今年、元フォークルの加藤和彦が死んだ。
忌野清志郎も死んだ。清志郎といえば、わしらの年代だとRCサクセションの印象がつよい。
PPMのマリー・トラバースも死んだ。
忌野清志郎はいわゆる「フォーク」の人ではないから、ちょっと置いておいて。音楽をあまりジャンル分けするのはどうかとも思うが、日本でフォークといえば生ギター1本で自作曲をうたうというスタイルだっただろう。ボブ・ディランが教祖かな。その点、PPMのスタイルはまったく違うけれども、当時のふつうの中高生に与えた影響は大きかった。
秋のある日、夜の風呂に浸かっていると、ふと「500マイル」が口から出てきた。なぜだか理由は分からないし、風呂に入るといつも出てくる歌でもなかった。
If you miss the train I'm on,そうしたら、その何日かあと、マリー・トラバースが死んだというニュースがあった。
You will know that I am gone.
You can hear the whistle blow a hundred miles.
PPM は、1960年代のフォーク・ソング・ムーブメントを支えた柱の一つだった。PPM にはヒット曲も数多い。「悲惨な戦争」「パフ」「レモン・ツリー」「我が祖国」「悲しみのジェットプレイン」。。あの時代、生ギターをちょっとさわった人間なら誰でもが、一度は彼らの歌をうたってみただろう。あの男2人女1人というユニット・スタイルは当時はかなり新鮮なものだった。この「500マイル」は、日本の歌で言えば「北帰行」みたいなものか。地味な歌だが、やはりいつまでも心に残る歌だった。なんと、忌野清志郎も歌っていた。これは細野晴臣と坂本冬美との異色ユニット。

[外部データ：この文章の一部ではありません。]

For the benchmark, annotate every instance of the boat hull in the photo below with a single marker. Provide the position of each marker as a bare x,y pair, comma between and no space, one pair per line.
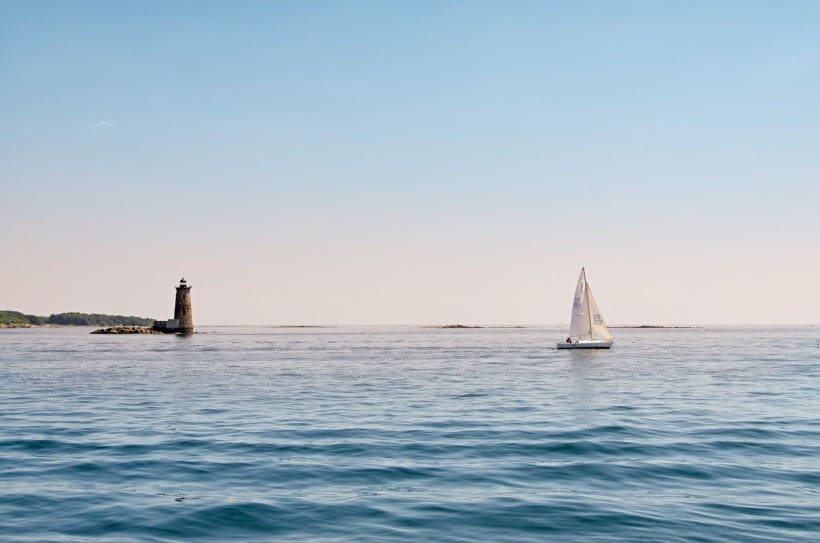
585,345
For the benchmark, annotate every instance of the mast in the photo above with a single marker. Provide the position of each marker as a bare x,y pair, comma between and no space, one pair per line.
586,295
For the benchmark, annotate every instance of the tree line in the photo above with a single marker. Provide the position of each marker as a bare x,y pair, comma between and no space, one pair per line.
73,319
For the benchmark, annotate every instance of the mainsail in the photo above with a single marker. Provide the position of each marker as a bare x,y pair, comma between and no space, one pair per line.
587,321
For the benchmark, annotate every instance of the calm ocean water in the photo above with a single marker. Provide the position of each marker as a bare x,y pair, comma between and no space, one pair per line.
409,434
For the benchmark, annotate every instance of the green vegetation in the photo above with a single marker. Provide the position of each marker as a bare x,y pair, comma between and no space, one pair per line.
15,318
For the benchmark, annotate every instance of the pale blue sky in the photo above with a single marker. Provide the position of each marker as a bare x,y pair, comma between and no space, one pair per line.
416,162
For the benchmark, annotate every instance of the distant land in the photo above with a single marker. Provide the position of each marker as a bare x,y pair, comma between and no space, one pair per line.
16,319
460,326
653,326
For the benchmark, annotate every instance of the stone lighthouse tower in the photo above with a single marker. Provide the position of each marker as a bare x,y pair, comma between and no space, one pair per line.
182,308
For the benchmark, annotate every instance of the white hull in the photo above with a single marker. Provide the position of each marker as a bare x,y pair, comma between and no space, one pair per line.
585,344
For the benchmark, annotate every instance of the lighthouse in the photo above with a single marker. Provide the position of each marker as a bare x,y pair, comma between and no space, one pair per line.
182,308
183,321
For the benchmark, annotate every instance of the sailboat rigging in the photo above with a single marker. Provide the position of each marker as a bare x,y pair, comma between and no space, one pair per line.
587,329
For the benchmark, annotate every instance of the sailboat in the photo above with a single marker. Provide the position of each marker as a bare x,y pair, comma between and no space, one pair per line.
587,329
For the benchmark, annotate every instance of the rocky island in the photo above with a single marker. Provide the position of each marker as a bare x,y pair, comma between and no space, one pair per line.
16,319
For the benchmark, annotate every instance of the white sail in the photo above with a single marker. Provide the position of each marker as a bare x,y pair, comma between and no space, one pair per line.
580,324
598,329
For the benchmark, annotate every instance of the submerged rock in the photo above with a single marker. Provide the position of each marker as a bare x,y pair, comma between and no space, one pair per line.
126,330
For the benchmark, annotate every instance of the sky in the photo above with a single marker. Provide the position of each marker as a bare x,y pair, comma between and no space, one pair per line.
412,162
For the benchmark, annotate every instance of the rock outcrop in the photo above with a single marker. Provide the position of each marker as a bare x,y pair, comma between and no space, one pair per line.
125,330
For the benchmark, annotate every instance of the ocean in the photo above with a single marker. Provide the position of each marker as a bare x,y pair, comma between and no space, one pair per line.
382,434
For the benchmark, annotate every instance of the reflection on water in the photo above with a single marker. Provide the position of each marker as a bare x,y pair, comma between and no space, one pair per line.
402,434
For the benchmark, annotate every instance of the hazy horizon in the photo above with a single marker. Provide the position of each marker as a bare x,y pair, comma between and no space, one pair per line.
430,163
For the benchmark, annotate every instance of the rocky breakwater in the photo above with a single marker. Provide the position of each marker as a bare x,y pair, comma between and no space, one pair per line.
126,330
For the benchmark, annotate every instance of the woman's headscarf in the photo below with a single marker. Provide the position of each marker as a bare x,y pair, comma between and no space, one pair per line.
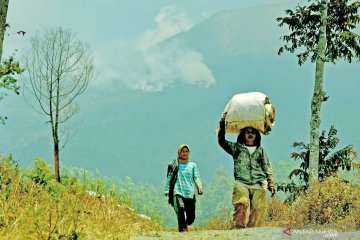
179,150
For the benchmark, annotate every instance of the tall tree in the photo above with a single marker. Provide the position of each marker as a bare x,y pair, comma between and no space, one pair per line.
4,4
321,31
59,69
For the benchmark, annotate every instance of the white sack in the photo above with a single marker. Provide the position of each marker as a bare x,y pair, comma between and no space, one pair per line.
251,109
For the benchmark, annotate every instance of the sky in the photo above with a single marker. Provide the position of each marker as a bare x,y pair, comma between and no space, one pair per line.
163,75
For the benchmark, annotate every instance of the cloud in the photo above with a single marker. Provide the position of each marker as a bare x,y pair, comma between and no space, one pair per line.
168,24
152,69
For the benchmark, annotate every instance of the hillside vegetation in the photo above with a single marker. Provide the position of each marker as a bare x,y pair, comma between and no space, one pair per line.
88,206
33,206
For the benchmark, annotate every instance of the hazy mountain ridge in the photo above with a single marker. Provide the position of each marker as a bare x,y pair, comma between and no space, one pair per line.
137,134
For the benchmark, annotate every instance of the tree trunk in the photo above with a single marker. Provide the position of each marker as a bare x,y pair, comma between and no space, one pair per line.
4,4
318,97
56,159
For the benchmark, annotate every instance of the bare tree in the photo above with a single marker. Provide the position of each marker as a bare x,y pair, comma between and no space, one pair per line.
59,69
322,32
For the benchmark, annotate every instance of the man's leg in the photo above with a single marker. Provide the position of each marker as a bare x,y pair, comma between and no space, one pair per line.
241,204
258,208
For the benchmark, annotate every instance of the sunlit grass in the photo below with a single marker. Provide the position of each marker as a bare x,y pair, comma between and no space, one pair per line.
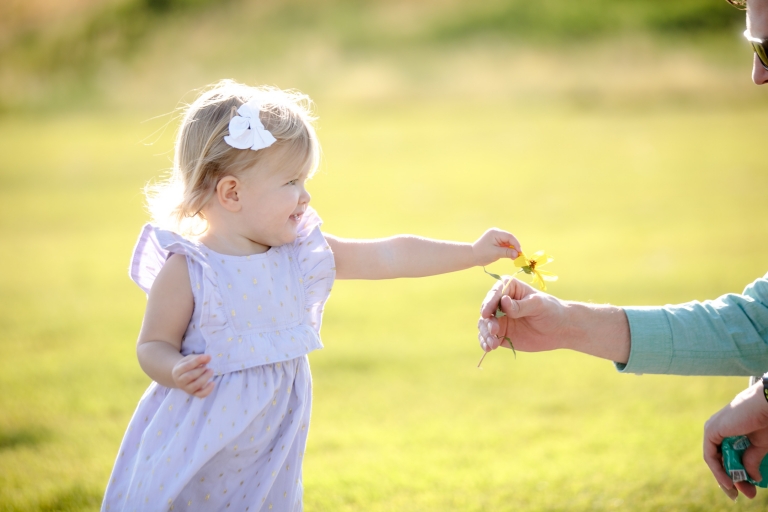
638,206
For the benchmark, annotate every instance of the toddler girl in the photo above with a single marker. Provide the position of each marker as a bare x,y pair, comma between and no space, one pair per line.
237,273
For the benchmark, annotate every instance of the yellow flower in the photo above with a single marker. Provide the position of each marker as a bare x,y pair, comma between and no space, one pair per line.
532,266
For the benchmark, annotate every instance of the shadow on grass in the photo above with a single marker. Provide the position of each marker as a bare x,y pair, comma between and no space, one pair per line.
31,436
74,499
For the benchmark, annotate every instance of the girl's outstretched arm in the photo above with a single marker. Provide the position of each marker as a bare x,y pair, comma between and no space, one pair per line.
413,256
169,309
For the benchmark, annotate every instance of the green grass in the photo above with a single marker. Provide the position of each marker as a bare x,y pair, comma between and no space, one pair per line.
645,205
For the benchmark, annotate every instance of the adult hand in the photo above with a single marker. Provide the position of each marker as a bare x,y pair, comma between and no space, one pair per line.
747,414
532,318
535,321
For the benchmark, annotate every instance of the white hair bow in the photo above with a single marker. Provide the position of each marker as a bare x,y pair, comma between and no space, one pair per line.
246,130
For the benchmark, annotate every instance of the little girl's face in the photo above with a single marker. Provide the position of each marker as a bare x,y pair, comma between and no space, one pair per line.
274,198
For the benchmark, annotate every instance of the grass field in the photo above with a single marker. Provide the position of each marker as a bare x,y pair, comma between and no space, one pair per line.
639,206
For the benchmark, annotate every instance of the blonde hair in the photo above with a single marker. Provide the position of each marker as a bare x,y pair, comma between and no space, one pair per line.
202,157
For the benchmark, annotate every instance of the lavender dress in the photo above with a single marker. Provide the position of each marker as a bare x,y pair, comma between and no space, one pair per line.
241,447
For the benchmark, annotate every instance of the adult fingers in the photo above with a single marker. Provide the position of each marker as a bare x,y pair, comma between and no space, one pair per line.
527,306
715,462
752,458
732,493
747,489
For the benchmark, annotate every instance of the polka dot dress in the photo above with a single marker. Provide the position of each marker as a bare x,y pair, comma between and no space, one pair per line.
241,447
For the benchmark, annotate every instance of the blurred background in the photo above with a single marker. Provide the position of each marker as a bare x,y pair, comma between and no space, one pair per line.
624,137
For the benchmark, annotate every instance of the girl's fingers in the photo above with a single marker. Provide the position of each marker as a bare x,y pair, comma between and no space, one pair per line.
205,391
191,362
201,380
491,301
192,375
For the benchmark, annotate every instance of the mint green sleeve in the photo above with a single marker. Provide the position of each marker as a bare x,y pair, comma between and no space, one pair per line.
725,336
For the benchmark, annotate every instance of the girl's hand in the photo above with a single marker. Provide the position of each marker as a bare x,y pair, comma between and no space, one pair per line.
191,375
493,245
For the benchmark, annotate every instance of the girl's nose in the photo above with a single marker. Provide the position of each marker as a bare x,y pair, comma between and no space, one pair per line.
759,73
305,197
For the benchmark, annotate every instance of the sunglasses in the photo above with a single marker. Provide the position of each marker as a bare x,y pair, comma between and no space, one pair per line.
760,46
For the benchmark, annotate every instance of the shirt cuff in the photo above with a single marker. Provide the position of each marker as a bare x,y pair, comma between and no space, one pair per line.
651,341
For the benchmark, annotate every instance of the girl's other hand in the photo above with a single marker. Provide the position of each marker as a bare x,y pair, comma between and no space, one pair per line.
494,245
193,376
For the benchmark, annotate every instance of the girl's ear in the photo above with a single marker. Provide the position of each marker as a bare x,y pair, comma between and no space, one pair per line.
227,192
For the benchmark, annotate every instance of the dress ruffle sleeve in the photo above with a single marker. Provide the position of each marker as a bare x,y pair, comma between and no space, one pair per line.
153,248
316,264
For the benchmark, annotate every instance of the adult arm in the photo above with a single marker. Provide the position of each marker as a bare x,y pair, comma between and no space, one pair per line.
726,336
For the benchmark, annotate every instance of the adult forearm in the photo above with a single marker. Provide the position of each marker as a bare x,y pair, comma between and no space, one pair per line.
157,359
597,330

あのフォークの時代は、テレビが歌謡曲とグループサウンズの場だとすれば、ラジオがフォーク・ソングのメディアだった。それも深夜放送が、新しい歌が生まれて育つ場所になっていた。フォーク・クルセダースの「イムジン河」は、なかでもレコード発売直前に発売中止になった歌として、あまりにも有名になったが、この歌もあのころ、ラジオでは毎晩いつでも、どこかの民間放送で流れていたものだった。ラジオが中高生のメディアだった。
その頃、わしは西日本の日本海側にある町で暮らしていた。深夜放送は地元のラジオ局ではやっていなかったから、ラジオのダイヤルを、東京のニッポン放送や文化放送、TBSなどに合わせて聞いた。なにしろ電波が弱いので、夜中12時を回らないと聞こえない。しかも途中で弱くなったり聞こえなくなったりするのが普通だった。「イムジン河」もそんなラジオから聞こえてきた。
そういう土地では、ラジオをつければ北京放送、モスクワ放送、朝鮮放送ががんがんと入ってきた。北京とモスクワはもちろん日本向け日本語放送で、東京からのラジオ電波などよりはるかに強力、鮮明だったのだ。「偉大な指導者・毛沢東主席」ということばがいつも流れていたのを、いまでも思い出す。
大学は荒れていた。ベトナム戦争が激しかった。清志郎の「500マイル」が心に響かないのは、電気楽器を使ったこともある。けれども、いちばん大きな原因は、歌と時代が結びついていないことだ。「500マイル」は、PPM が歌った時代にこそ生きた歌になりえた。
日本のフォークも、もう完全に懐メロになった。思えば、40年も昔のことだ。今では考えられない、純朴な時代だったか。時間は、はるか遠く500マイルの彼方に過ぎ去った。日本の若者はラジオさえ聞かなくなった。